I swear that she treated them like children. So I put them in with our books.”
She handed the book to me. “Alice would sit and read whenever she had a chance. She always did.”
I did too. I opened the copy of Catch-22 my mother had given me and started reading. My mother made frequent trips in to see if I’d fallen asleep, but I hadn’t. I was just quietly reading, which was something of a change.
I was nearly done with the book when I found a piece of paper tucked between the pages. At first, I just assumed that it was a bookmark, a remnant of something left over from Alice’s last reading of the book. However, on closer inspection, the paper had writing on it. I opened the folded page and started to read.
“I, Alice James, being of sound mind and body…”
I stopped. I knew what this was immediately. My aunt had left a will in her book, quite an odd place to keep one of her most valuable documents; but Alice had always been her own woman. I would not have expected her to do things the normal way.
I read through the rest of the document. Allowing for a few sundry bequests, she’d left the food truck to Land Mendoza and I received the rest of the estate. So Land had been telling the truth about the food truck. I wondered why she’d changed her mind to leave it to me.

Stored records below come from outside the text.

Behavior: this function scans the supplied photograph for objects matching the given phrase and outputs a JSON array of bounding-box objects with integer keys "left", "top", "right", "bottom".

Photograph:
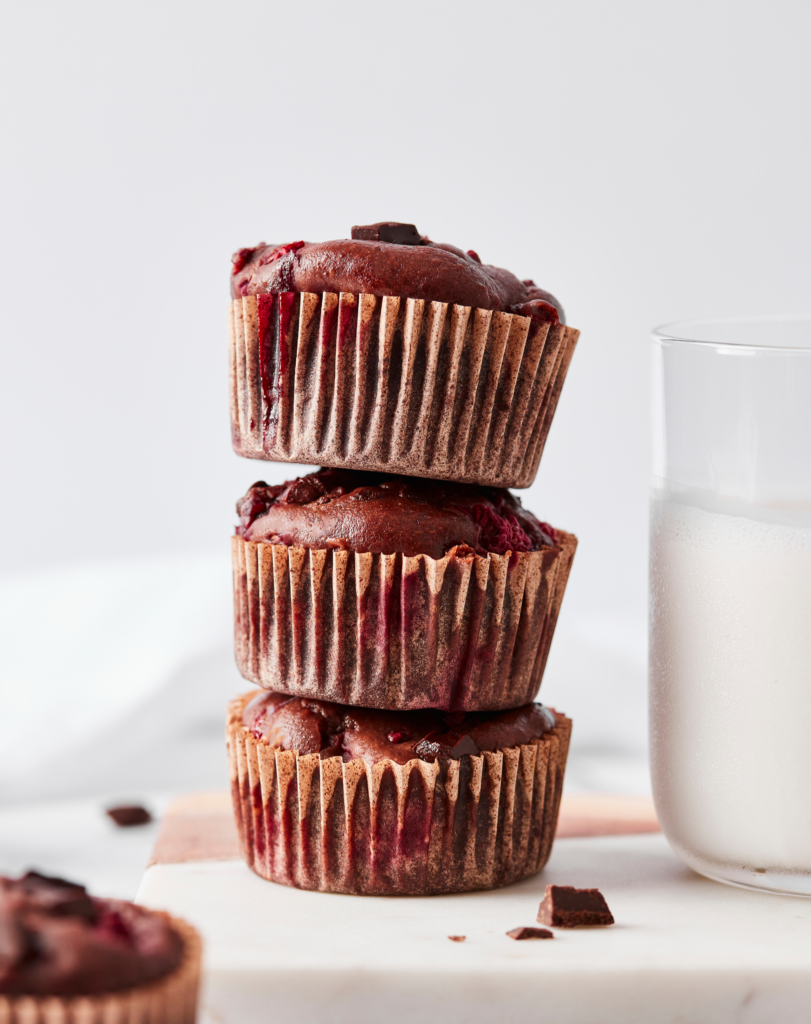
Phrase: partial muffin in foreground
[
  {"left": 232, "top": 469, "right": 577, "bottom": 711},
  {"left": 229, "top": 223, "right": 579, "bottom": 487},
  {"left": 227, "top": 691, "right": 571, "bottom": 896},
  {"left": 0, "top": 871, "right": 201, "bottom": 1024}
]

I had a thought, and checked the date next to Alice’s signature at the bottom of the page. It was May 23 rd , two days before her death and two months after the will which had been probated in court. This will had been written in her own hand, which looked familiar to me, but I wasn’t an expert. Two witnesses had signed the document as well, though I didn’t recognize either of them as being people I’d met through Alice. They were strangers to me.
I called my mother, who rushed into the room, thinking that I was having a brain hemorrhage or something similar.
I showed her the document and explained the situation with the dates. “What’s up with that? What do we do?” I asked, not sure what the process involved.
“Burn it,” my mother said simply. “Burn it and forget you ever saw this.”
I was shocked to say the least. My mother was always a big proponent of doing things by the book. She always paid her parking meters and never took two spots in the mall parking lot. Now she was suddenly advocating that I burn a legal document and keep what wasn’t mine.
“Why would you say that?” I had to wonder if my mother was just reacting this way because a lack of income would mean that I’d have to move back in with her. Did my own apartment mean so much to her that she would break the law for it? Or was she thinking that a court battle would burn up the small amount of savings I’d stored up?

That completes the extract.